Cash deal limit may be reduced under PMLA
Present limit of Rs 1 million to be lowered substantially to curb money laundering
The Centre is planning to tighten the anti-money laundering rules pertaining to the “reporting and maintenance of record” by mandating reporting entities to furnish information of entities dealing in cash above a certain amount, a move to curb money laundering.
Under the current Prevention of Money Laundering Act (PMLA) rules, such reporting is required for all cash transactions of value exceeding Rs 1 million, all cross-border wire transfers of more than Rs 500,000, and all purchase and sale of immovable property of Rs 5 million or more.

Sources say the cash transaction limit could be reduced to as low as Rs 200,000.The reporting provisions under PMLA impose obligations on reporting entities like banks, financial institutions, and intermediaries such as stockbrokers to verify the identity of clients, maintain records, and furnish information to the financial intelligence unit (FIU).
FIU then analyses and processes such information and disseminates it to appropriate central and international agencies to support anti-money laundering efforts.

According to sources, the government may also insert the threshold for reporting entities about cash transaction in gold and bullion.

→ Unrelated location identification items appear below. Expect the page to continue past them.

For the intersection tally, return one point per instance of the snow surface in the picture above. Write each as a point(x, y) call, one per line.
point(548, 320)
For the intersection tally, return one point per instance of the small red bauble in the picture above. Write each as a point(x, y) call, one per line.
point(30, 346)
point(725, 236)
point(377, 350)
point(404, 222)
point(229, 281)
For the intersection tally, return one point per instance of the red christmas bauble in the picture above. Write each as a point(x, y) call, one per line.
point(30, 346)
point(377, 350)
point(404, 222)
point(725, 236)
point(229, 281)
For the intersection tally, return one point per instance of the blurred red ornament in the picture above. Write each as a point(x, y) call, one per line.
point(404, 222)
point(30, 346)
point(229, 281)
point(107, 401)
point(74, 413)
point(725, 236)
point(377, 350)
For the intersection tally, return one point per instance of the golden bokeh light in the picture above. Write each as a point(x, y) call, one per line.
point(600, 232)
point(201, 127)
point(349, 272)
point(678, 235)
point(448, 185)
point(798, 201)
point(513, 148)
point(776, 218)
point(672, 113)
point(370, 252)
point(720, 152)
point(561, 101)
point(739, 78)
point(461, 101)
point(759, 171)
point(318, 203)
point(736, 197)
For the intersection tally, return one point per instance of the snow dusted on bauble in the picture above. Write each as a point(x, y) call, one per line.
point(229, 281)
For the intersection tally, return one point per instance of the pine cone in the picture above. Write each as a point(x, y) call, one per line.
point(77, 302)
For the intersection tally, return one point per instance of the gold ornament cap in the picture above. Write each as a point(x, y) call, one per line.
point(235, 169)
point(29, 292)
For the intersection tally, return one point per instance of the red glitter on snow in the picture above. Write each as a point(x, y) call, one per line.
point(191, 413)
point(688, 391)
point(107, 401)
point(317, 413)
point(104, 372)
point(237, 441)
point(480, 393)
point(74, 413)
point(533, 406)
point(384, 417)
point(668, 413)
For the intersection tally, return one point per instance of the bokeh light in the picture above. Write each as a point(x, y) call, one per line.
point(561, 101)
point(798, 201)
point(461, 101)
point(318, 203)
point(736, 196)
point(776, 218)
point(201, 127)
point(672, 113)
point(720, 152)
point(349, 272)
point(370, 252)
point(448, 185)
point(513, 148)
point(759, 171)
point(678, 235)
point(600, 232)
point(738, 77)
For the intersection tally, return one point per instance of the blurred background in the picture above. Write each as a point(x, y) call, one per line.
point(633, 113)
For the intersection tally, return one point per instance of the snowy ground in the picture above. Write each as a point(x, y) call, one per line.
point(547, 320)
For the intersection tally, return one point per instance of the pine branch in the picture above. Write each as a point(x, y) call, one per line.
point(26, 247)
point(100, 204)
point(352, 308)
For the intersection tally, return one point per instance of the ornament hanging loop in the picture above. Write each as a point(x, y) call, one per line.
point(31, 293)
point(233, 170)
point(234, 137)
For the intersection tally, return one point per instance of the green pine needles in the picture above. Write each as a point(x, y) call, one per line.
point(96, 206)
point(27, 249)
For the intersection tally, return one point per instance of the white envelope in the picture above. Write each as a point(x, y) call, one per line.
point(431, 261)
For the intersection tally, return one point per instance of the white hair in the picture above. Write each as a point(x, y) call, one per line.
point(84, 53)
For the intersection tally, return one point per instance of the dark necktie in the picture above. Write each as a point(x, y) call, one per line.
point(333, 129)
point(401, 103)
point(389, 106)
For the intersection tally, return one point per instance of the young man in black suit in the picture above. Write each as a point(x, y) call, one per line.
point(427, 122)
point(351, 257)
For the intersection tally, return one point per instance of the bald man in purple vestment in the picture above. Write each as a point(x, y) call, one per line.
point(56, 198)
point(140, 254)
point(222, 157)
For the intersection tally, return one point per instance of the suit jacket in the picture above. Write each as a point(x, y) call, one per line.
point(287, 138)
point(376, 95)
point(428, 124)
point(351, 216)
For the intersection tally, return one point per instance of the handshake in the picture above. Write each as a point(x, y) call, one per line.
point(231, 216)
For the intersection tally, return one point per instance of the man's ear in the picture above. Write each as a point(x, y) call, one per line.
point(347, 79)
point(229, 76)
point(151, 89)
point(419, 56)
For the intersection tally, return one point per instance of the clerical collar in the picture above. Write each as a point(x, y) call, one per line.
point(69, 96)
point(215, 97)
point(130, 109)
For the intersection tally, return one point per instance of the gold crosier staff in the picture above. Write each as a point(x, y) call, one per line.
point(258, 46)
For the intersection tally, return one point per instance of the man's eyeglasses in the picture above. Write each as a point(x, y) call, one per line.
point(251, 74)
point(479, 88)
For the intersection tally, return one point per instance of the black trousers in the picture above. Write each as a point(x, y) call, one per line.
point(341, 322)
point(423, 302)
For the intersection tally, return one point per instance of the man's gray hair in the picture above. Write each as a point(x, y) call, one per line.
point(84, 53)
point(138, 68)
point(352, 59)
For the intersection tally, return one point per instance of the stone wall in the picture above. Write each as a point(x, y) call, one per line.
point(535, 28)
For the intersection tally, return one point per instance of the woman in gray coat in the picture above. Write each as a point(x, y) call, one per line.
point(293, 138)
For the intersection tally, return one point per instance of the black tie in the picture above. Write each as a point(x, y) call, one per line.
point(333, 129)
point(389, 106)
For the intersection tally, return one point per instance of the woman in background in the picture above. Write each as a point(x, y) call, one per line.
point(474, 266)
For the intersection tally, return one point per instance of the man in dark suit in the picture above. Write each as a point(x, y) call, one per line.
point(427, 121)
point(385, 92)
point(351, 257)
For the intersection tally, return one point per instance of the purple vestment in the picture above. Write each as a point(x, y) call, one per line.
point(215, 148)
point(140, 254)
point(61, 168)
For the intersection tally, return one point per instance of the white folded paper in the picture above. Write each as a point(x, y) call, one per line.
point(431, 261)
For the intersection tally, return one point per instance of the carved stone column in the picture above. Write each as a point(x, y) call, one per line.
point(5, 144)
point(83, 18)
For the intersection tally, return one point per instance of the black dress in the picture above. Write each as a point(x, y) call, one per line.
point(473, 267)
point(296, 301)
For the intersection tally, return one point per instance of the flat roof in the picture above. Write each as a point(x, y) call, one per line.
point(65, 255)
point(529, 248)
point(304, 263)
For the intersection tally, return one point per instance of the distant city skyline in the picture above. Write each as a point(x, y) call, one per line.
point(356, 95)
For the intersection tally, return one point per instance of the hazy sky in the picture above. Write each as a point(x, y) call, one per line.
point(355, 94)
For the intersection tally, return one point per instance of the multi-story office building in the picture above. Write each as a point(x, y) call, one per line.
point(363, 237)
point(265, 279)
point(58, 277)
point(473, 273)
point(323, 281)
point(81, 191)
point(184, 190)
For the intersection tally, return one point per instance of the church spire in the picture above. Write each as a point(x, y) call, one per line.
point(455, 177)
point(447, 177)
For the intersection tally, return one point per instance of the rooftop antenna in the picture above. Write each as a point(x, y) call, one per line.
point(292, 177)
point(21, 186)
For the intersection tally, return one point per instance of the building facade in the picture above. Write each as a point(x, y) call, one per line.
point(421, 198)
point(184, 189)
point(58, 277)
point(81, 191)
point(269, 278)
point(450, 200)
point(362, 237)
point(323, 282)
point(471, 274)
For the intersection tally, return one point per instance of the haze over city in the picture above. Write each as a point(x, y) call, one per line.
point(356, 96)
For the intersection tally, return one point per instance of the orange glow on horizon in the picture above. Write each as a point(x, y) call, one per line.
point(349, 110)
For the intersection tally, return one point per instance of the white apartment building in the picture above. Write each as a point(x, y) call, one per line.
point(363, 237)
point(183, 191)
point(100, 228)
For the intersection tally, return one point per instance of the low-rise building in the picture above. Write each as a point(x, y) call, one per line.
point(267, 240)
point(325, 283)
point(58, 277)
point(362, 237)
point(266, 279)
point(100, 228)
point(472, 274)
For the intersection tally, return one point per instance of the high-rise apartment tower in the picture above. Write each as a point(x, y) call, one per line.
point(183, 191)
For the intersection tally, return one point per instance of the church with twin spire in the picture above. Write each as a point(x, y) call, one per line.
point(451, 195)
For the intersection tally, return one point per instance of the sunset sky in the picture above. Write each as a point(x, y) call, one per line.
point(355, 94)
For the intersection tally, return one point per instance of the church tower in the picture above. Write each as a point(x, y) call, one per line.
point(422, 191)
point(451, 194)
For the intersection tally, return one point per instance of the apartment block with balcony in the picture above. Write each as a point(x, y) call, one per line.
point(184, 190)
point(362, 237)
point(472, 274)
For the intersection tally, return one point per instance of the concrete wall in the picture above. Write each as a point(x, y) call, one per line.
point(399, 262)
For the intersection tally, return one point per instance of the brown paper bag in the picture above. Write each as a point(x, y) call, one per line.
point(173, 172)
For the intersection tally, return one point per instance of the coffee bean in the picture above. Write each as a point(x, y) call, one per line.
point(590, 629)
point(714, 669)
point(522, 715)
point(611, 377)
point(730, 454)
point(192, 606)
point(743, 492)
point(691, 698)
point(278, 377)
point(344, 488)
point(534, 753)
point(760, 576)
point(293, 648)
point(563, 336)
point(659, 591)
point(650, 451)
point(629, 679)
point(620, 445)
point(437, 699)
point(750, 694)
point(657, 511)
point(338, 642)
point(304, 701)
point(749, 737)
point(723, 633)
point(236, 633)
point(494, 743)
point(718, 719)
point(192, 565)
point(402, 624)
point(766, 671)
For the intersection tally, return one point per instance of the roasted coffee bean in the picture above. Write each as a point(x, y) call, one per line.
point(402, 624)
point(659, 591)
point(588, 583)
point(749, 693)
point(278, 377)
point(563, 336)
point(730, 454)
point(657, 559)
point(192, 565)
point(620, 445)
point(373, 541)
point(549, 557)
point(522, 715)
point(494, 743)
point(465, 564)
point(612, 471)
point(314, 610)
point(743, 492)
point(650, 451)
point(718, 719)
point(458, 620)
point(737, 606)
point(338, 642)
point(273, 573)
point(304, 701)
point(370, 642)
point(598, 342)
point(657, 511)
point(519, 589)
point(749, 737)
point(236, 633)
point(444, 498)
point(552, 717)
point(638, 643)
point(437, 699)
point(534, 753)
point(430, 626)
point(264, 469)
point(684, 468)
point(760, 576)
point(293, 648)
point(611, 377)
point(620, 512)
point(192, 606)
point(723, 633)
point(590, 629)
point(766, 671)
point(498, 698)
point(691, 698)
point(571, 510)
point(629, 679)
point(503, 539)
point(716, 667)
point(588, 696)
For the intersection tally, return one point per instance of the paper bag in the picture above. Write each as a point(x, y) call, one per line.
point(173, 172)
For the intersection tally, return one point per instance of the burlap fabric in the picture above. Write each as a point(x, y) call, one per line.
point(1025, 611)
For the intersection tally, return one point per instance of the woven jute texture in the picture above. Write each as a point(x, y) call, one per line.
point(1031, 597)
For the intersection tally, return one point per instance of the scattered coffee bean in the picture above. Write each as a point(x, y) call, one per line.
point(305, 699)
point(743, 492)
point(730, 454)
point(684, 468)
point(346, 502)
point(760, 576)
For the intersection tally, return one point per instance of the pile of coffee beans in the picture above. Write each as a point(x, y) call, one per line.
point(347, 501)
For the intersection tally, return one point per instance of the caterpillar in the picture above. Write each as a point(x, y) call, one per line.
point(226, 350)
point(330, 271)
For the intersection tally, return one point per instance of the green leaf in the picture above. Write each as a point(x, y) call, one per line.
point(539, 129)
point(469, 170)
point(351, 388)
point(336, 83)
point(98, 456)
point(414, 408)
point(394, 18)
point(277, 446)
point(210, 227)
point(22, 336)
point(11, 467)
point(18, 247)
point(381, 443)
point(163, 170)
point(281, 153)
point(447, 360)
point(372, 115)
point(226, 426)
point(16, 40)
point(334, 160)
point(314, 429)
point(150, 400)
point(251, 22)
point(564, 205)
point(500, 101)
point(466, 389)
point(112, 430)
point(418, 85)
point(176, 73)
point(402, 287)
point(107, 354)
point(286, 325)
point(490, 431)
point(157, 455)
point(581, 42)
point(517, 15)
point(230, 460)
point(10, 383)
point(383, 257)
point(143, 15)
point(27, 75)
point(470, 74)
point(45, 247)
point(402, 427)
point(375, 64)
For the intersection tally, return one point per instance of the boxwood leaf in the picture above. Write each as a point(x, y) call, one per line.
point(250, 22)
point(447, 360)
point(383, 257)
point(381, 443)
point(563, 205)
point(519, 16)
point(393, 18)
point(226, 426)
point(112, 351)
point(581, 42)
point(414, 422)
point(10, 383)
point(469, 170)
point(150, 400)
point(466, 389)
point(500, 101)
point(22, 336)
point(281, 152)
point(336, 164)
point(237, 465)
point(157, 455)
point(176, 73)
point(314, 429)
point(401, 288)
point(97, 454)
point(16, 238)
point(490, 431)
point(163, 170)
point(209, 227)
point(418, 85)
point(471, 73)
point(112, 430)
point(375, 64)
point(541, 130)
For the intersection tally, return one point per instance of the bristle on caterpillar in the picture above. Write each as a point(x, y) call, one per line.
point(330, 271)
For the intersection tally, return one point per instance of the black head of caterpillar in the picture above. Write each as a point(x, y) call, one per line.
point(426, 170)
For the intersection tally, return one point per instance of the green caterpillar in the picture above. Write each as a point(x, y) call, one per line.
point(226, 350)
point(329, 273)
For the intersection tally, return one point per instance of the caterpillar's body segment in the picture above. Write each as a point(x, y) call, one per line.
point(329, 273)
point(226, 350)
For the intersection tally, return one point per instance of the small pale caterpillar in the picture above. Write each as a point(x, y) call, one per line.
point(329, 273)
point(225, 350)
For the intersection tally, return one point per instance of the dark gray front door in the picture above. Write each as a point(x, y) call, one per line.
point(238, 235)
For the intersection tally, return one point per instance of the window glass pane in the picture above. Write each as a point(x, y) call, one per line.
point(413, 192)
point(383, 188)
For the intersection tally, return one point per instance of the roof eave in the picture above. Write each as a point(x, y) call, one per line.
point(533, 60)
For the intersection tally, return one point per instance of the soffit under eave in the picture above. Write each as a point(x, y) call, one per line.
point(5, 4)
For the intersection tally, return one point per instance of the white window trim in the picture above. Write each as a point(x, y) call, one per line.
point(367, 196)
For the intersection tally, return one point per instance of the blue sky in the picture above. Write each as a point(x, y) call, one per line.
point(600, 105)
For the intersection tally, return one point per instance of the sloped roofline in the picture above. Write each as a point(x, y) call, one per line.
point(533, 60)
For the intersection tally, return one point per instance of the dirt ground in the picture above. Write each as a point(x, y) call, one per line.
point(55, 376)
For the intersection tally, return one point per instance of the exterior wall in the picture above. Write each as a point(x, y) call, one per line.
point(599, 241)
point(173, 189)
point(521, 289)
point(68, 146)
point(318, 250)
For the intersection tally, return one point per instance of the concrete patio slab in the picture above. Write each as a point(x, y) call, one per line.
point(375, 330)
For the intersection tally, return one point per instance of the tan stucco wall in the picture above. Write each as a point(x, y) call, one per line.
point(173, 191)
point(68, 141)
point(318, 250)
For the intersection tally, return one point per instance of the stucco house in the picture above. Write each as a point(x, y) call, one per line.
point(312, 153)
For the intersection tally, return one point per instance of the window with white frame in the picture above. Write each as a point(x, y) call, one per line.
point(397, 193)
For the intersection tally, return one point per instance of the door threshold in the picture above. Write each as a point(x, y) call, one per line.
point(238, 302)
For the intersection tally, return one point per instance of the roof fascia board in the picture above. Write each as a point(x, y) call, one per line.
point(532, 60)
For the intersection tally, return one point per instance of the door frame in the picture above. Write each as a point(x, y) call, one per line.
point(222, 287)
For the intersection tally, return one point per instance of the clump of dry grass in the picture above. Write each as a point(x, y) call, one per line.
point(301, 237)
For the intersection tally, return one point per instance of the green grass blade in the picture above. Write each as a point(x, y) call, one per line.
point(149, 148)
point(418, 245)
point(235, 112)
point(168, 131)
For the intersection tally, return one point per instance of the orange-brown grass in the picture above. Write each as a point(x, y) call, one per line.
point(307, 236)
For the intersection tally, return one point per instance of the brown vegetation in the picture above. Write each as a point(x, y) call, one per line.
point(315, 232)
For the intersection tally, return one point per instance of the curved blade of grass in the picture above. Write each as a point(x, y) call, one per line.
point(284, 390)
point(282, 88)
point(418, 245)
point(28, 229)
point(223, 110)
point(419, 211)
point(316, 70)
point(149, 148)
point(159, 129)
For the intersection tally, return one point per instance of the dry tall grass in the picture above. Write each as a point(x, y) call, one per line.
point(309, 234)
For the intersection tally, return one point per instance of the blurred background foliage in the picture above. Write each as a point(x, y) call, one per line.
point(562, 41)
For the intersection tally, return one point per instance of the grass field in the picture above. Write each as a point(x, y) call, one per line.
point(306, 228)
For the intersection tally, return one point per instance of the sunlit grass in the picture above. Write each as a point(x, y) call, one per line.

After severe criticism, the government had rescinded its circular, which had said that jewellers with turnover of more than Rs 20 million would need to become reporting entity under the PMLA.

At present, jewellers require permanent account number (PAN) for jewellery purchases of over Rs 200,000 under the income tax rules. Making them under reporting entity would have obliged them to report the cash transaction under the said PMLA provisions.

The changes in the law would be a step towards cleaning up black money from the system. “We need to treat domestic black money more seriously than a mere criminal offence or dispute. We need to go deeper to keep a check on any illicit gains or tax evasion. We need a more stringent know-your-customer process in place under the anti-money laundering laws,” said a senior government official.

Further, there are also talks on widening the definition of the reporting entity. Sources say some more entities are likely to be added under the PMLA provisions.
Besides, the government is also considering the biometric identification number Aadhaar as a mandatory identity proof required to be obtained by the reporting entities from anyone dealing in any financial transaction.
The government is of the view that the said information could be extended for evaluating the goods and services tax collection as well.Most of the sectors, especially services sectors like hotels and airlines, may ask for Aadhaar for bookings, said a person privy to the development.
Last year, the government brought the amendment to the PMLA rule and directed the reporting entity to compare the copy of the officially valid identification document produced by the client with the original and record it on the copy.At present, the PMLA provisions attract a jail term of seven years and above in case of establishment of ‘proceed of crime”.